The choice of material depends on the specific application and requirements for the finished product. Properties such as strength, durability, flexibility, heat resistance, chemical resistance, and color can be tailored by using different materials and additives in the plastic pellets. In addition, recyclable and biodegradable materials are becoming increasingly popular in injection molding as part of a sustainable production process.

What are the different types of injection molding machines?

Single-shot injection molding and multi-shot injection molding are both methods used for producing plastic parts, but they differ in the way that the plastic material is injected into the mold.

Single-shot injection molding: This is the most common method of injection molding. It involves injecting a single material into the mold, which solidifies to form the final part. The mold is typically designed to have a single cavity or multiple cavities, enabling multiple identical parts to be produced simultaneously.

Multi-shot injection molding: This method uses multiple materials to create a single part. It is also known as overmolding. Depending on the design of the mold, two or more materials can be injected into the mold in a single operation.
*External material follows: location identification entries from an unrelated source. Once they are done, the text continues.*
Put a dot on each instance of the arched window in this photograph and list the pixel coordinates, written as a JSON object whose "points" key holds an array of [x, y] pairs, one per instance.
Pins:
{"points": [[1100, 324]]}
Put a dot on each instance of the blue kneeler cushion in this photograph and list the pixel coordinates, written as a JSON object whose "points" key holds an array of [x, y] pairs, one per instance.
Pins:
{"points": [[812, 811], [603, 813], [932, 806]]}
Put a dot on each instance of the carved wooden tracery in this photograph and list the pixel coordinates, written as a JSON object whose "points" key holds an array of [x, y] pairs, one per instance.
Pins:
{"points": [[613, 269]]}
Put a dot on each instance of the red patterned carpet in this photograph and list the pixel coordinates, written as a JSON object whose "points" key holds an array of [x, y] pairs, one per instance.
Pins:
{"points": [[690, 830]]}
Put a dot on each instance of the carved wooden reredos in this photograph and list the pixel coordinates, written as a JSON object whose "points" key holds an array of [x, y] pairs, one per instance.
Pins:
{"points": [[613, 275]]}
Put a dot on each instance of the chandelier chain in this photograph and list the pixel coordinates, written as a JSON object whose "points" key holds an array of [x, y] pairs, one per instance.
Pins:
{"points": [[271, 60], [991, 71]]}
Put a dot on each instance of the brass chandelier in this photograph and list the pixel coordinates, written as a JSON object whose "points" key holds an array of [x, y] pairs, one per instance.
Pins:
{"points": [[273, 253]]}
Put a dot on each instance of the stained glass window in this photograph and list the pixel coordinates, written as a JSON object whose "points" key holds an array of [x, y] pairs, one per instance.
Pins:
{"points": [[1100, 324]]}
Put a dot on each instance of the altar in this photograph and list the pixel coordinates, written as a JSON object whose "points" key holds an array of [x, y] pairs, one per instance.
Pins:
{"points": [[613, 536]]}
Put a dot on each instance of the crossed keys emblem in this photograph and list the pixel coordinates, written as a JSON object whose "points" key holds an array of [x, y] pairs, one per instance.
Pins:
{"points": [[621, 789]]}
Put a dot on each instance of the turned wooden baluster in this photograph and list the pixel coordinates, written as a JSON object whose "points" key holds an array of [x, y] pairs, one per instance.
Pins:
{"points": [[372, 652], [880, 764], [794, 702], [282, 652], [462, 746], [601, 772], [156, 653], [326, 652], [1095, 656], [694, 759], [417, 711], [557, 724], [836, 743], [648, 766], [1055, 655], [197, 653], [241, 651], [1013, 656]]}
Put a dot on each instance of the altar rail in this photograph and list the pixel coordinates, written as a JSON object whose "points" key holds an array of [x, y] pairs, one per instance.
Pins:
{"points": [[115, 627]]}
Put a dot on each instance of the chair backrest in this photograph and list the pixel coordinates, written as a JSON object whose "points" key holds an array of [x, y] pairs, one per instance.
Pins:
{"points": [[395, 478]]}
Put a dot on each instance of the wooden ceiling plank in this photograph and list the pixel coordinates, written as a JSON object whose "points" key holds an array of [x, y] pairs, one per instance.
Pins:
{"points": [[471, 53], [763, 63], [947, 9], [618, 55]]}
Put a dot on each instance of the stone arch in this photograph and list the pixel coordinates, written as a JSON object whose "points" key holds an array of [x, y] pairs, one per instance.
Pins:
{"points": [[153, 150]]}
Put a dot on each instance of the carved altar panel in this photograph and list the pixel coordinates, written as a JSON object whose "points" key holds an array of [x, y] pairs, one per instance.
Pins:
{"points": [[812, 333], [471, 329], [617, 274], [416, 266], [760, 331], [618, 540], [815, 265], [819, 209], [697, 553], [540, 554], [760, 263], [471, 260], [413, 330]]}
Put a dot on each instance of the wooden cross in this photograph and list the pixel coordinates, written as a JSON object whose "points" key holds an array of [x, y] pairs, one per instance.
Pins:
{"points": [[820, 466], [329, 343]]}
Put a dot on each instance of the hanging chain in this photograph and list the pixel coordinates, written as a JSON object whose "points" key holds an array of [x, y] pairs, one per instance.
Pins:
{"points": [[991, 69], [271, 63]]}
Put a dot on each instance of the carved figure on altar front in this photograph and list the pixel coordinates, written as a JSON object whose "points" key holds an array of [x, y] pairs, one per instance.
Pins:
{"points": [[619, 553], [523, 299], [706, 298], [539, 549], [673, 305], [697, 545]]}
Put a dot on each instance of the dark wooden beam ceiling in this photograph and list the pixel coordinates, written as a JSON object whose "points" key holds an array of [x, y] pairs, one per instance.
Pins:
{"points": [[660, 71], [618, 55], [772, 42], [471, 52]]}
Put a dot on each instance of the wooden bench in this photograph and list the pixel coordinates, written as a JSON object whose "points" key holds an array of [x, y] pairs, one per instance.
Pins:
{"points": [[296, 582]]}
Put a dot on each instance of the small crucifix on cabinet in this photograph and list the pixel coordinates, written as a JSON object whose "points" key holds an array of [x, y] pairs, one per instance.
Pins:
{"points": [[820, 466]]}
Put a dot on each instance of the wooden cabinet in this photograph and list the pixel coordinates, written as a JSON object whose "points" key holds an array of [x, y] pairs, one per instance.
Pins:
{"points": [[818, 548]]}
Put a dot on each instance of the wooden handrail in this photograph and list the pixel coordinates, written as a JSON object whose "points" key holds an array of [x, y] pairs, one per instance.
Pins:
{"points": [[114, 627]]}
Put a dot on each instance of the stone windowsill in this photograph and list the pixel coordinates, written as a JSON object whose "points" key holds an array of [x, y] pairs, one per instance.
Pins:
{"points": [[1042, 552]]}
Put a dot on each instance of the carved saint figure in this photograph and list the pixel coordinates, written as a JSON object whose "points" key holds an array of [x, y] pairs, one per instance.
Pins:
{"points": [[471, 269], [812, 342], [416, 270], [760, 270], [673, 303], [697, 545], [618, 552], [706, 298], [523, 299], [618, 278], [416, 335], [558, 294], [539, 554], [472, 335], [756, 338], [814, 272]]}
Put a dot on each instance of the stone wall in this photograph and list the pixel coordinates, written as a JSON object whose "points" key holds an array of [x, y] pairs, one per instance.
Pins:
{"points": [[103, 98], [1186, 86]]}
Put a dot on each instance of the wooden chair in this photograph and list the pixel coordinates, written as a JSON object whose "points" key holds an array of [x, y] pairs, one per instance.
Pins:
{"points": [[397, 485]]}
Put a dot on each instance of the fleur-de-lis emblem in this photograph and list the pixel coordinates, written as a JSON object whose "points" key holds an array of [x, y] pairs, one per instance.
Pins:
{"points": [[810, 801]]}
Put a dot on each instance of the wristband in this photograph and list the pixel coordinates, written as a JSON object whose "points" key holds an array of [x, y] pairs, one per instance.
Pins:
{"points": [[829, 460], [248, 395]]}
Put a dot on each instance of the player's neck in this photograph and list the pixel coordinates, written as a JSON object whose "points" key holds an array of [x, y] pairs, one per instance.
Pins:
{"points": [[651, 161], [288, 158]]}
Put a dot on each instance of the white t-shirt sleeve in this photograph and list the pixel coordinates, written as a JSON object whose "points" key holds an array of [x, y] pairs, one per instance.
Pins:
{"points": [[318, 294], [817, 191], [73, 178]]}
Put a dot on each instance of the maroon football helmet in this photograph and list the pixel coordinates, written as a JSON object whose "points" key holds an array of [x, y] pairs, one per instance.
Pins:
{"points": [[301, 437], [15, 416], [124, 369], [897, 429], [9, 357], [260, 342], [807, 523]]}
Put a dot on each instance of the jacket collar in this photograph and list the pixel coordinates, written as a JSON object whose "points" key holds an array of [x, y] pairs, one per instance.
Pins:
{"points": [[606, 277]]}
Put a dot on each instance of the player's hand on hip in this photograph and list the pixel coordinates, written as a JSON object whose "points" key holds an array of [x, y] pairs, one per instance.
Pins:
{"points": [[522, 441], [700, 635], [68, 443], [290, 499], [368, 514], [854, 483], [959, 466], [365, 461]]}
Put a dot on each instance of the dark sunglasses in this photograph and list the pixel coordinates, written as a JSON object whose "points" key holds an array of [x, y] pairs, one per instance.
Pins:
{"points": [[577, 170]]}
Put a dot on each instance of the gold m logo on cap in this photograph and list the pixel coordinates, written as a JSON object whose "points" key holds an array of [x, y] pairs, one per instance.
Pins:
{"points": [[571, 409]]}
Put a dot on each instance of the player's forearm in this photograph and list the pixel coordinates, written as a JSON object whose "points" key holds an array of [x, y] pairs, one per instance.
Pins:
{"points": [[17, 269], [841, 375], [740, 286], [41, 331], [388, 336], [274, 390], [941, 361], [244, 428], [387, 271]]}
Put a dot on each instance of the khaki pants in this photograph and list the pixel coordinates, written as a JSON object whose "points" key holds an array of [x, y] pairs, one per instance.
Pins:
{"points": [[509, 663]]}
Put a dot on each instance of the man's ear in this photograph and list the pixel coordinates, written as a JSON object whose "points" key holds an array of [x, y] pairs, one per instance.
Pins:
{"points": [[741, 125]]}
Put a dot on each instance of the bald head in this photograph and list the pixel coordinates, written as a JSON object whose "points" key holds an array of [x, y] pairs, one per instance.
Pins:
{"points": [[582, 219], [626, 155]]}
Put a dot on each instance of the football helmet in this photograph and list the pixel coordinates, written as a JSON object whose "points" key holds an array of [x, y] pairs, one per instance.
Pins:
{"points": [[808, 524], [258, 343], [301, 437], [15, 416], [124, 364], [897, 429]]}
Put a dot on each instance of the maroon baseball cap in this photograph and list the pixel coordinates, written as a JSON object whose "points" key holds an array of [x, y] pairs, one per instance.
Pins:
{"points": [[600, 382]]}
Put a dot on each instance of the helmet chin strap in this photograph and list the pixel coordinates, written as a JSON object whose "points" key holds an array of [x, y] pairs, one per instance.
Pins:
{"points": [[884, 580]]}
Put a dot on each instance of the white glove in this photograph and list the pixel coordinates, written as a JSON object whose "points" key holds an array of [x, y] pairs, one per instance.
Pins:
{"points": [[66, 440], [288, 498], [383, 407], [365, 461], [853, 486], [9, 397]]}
Multi-shot injection molding allows for the creation of parts with multiple colors or materials, or for the creation of parts with rigid and flexible sections.

There are two main types of multi-shot injection molding:

1. Sequential injection molding: This involves injecting one material into the mold cavity and allowing it to partially solidify before injecting the second material. The process can be repeated with additional mold cavities to create more complex parts.

2. Co-injection molding: This involves injecting two materials simultaneously into the mold cavity. This method is typically used for creating parts with a core and skin structure, for example, plastic cups with foam insulation.

The choice of single-shot or multi-shot injection molding largely depends on the specific requirements of the part and the manufacturing process. Multi-shot injection molding is more complex and can be more expensive, but it allows for greater design flexibility and the creation of parts with multiple materials or colors.

What is the maximum injection molding capacity of a machine?

The maximum injection molding capacity of a machine depends on several factors, including the volume of the mold cavity, the shot size, and the material being used. The machine's clamping force and injection pressure also play a role in determining the maximum injection molding capacity.

Injection molding machines can range in size from small benchtop machines with a maximum injection capacity of a few grams to large machines capable of producing parts that weigh several kilograms. High-capacity, industrial-grade machines can have a maximum injection capacity of up to 60,000 grams (or 60 kilograms), depending on the manufacturer and model.

The maximum injection molding capacity of a machine is typically specified in terms of the shot size, which is the maximum volume of material that the machine can inject into the mold with a single injection stroke. The shot size can range from a few grams to several kilograms, depending on the machine's size and capacity.

It's important to note that while a machine may have a high maximum injection molding capacity, the actual production rate will depend on the complexity of the part being produced, the cycle time, and the number of cavities in the mold.